Direction: Fernanda Valadez
Country: Mexico
In Fernanda Valadez’s heartbreaking debut feature, Identifying Features, a 48-year-old woman called Magdalena (Mercedes Hernández) sets off to the border between Mexico and the US in a desperate attempt to track down her missing son, Jesús (Juan Jesús Varela). During the perilous route that takes her from Guanajuato to a forbidden rural zone called ‘La Fragua’, she comes across with another woman in the same situation and a deported young man, Miguel (David Illescas), who returns to his village to see his mother. Then she visits an elderly Indian Mexican, a survivor of a bus assault, who might know what happened to her son.

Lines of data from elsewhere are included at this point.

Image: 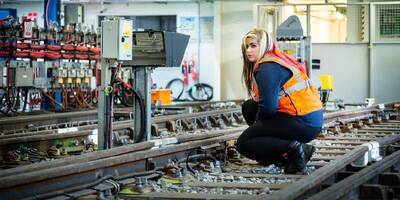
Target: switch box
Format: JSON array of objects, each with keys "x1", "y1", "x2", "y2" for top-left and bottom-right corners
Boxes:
[
  {"x1": 101, "y1": 19, "x2": 132, "y2": 60},
  {"x1": 68, "y1": 69, "x2": 76, "y2": 78},
  {"x1": 14, "y1": 68, "x2": 33, "y2": 87},
  {"x1": 0, "y1": 61, "x2": 6, "y2": 87}
]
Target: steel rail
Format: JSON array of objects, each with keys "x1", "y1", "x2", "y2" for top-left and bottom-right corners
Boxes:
[
  {"x1": 309, "y1": 151, "x2": 400, "y2": 200},
  {"x1": 0, "y1": 100, "x2": 243, "y2": 133},
  {"x1": 0, "y1": 108, "x2": 240, "y2": 146},
  {"x1": 0, "y1": 127, "x2": 244, "y2": 199},
  {"x1": 262, "y1": 135, "x2": 400, "y2": 200}
]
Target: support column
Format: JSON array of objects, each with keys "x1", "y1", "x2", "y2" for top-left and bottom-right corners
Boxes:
[{"x1": 133, "y1": 67, "x2": 152, "y2": 142}]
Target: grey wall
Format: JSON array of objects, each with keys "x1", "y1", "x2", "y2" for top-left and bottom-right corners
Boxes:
[
  {"x1": 371, "y1": 44, "x2": 400, "y2": 103},
  {"x1": 312, "y1": 44, "x2": 368, "y2": 103}
]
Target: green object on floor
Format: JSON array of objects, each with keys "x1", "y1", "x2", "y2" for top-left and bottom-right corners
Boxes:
[
  {"x1": 119, "y1": 187, "x2": 141, "y2": 195},
  {"x1": 160, "y1": 177, "x2": 182, "y2": 184}
]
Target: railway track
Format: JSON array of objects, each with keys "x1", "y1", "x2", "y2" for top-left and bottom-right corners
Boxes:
[
  {"x1": 0, "y1": 100, "x2": 242, "y2": 135},
  {"x1": 0, "y1": 101, "x2": 241, "y2": 168},
  {"x1": 0, "y1": 102, "x2": 400, "y2": 199}
]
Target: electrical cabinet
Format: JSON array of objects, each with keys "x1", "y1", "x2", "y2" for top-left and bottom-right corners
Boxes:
[
  {"x1": 101, "y1": 19, "x2": 132, "y2": 60},
  {"x1": 0, "y1": 61, "x2": 6, "y2": 87},
  {"x1": 14, "y1": 67, "x2": 33, "y2": 87}
]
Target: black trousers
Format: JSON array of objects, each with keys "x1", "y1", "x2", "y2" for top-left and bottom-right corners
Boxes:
[{"x1": 236, "y1": 100, "x2": 321, "y2": 164}]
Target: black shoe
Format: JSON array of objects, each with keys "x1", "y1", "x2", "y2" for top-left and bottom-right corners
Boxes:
[
  {"x1": 284, "y1": 141, "x2": 308, "y2": 174},
  {"x1": 306, "y1": 144, "x2": 316, "y2": 162}
]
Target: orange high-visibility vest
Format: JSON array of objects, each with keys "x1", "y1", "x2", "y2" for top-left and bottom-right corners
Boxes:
[{"x1": 251, "y1": 54, "x2": 322, "y2": 116}]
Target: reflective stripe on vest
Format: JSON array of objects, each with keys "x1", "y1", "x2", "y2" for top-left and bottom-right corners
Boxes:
[{"x1": 278, "y1": 79, "x2": 313, "y2": 97}]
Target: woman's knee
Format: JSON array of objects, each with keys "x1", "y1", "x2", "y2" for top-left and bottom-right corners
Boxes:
[{"x1": 242, "y1": 99, "x2": 258, "y2": 125}]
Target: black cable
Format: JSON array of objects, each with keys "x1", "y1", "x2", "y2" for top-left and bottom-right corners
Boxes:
[
  {"x1": 183, "y1": 149, "x2": 217, "y2": 174},
  {"x1": 127, "y1": 88, "x2": 146, "y2": 142},
  {"x1": 189, "y1": 83, "x2": 214, "y2": 101},
  {"x1": 165, "y1": 78, "x2": 185, "y2": 101},
  {"x1": 111, "y1": 68, "x2": 146, "y2": 142},
  {"x1": 22, "y1": 88, "x2": 29, "y2": 112}
]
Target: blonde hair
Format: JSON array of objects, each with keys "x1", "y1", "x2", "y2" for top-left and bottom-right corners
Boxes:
[{"x1": 242, "y1": 28, "x2": 273, "y2": 96}]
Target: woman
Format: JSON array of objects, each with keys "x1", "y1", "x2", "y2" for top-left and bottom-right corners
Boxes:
[{"x1": 237, "y1": 29, "x2": 323, "y2": 173}]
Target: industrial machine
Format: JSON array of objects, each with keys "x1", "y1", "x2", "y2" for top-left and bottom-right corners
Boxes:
[
  {"x1": 0, "y1": 17, "x2": 100, "y2": 116},
  {"x1": 98, "y1": 19, "x2": 189, "y2": 149},
  {"x1": 276, "y1": 15, "x2": 312, "y2": 78}
]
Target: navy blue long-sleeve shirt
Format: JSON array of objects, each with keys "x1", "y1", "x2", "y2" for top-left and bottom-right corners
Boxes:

Sorely meditative and minimally composed, the film carries an enormous emotional weight in each frame. The spiky script, co-written by Valadez and Astrid Rondero (they also edited and produced), steadily cranks up its social and emotional charge, at the same time that, even without providing any answer, makes us inquire about Mexico’s unremitting violence. Hernández shines particularly convincing as the unsettling scenes capture the tormenting reality of Mexico’s several degrees of inhumanity.
Identifying Features is a harrowing tale of loss, anguish and disenchantment whose brutally cold conclusions left me stunned.